More particularly, the step of contacting the microalgae of the present invention may comprise any buffer in the art, such as NaHCO ₃ Buffers, buffer solutions, NaHCO ₃ , NaNO _3, and NaCl. The solution consists solely of the pure base buffer excluding various nutrients. It can be a parameter for analyzing adsorption and absorption of radionuclides by microalgae in the presence of excessive nutrients and other ions and can cause self-precipitation of radionuclides through reaction with various elements in solution, .

According to another aspect of the present invention, there is provided a composition for removing radionuclides comprising microalgae.

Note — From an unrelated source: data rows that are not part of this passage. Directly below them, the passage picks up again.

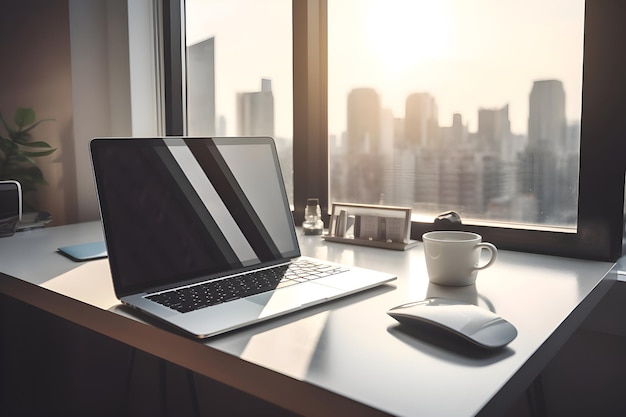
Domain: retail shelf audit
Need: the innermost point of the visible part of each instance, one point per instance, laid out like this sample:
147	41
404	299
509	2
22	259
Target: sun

Since the composition of the present invention is similar to the above radionuclide removal method, the description common to both is omitted in order to avoid the excessive complexity of the present specification.

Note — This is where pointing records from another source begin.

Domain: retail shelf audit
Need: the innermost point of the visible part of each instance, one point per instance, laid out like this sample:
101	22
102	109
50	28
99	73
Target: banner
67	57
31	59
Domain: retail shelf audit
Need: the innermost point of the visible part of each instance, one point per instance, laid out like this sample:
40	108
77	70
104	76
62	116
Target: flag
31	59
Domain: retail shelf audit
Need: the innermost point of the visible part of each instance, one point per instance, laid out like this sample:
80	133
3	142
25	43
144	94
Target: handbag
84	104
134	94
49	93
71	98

The features and advantages of the present invention are summarized as follows:

(a) The present invention provides a method for removing radionuclides comprising contacting microalgae.

(b) The present invention provides an eco-friendly and easy method of removing radionuclides.

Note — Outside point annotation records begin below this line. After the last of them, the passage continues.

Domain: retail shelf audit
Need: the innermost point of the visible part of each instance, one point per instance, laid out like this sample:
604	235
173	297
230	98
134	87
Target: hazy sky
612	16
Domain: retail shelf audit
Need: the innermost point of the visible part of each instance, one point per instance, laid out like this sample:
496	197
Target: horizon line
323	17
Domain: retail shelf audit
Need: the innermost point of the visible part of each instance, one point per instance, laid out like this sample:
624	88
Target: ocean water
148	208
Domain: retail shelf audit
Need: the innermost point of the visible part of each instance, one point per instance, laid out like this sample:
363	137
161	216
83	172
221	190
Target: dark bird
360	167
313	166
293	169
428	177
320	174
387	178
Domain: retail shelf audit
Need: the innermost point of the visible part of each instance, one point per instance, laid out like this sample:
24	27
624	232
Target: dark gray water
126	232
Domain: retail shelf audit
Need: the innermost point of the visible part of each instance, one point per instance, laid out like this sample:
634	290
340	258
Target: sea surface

(c) a method for removing radionuclides of high efficiency of the present invention.

Figs. 1a to 1d show changes in the number of microalgae depending on the radionuclides (uranium, cesium and strontium) and concentrations. Figs. 1a to 1d show changes in the number of individuals of Chlorella norovirus, Chlorella vulgaris, Dunaliella triteracta and Spirulina platensis. The initial concentration of the cells is 2 × 10 ⁶ for chlorella thaliana, 1 × 10 ^{6 for} chlorella bulgaris, 3.3 × 10 ^{6 for} dinariella tritorae, and 2.8 × 10 ⁶ for spirulina platensis.
2 shows the removal rates of microcavities of radioactive cesium (Cesium-137) at an initial concentration of 2,100 Bq / ml.
Figures 3a and 3b show the absorption rates of the radionuclide strontium of chlorella norovirus and chlorella bulgaricis against the radioactive strontium (Strontium-90) at an initial concentration of 200 Bq / ml (Figure 3a) and 2000 Bq / ml (Figure 3b).
Figures 4a and 4b show the uranium uptake rates of the radionuclides of Chlorella noroviruses and chlorella noroviruses for radionuclide uranium at initial concentrations of 1.0 [mu] M (Fig. 4a) and 100 [mu] M (Fig. 4b).
Figure 5 shows a Scanning Electron Microscope (SEM) image of Chlorella vulgaris.
Fig. 6 shows the sorption image and EDS (chemical analysis) results of cesium (cesium 5 mM treatment) of chlorella norovirus in Sera observed with a scanning electron microscope.
Fig. 7 shows the sorption image and EDS (chemical analysis) analysis results of cesium (cesium 5 mM treatment) of chlorella bulgaris observed with a scanning electron microscope.
Figure 8 shows scanning electron microscope images and EDS (chemical analysis) results in the strontium sorption and removal process of chlorella bulgaris.
9 shows transmission electron microscopy images of strontium reactions and nuclides concentrated on the surface of chlorella norovirus.
Figure 10 shows a transmission electron microscopy image of a strontium reaction and a radionuclide concentrated on the surface of chlorella bulgaris.
11 shows a pretreatment method of a sample for observing a TEM microscope.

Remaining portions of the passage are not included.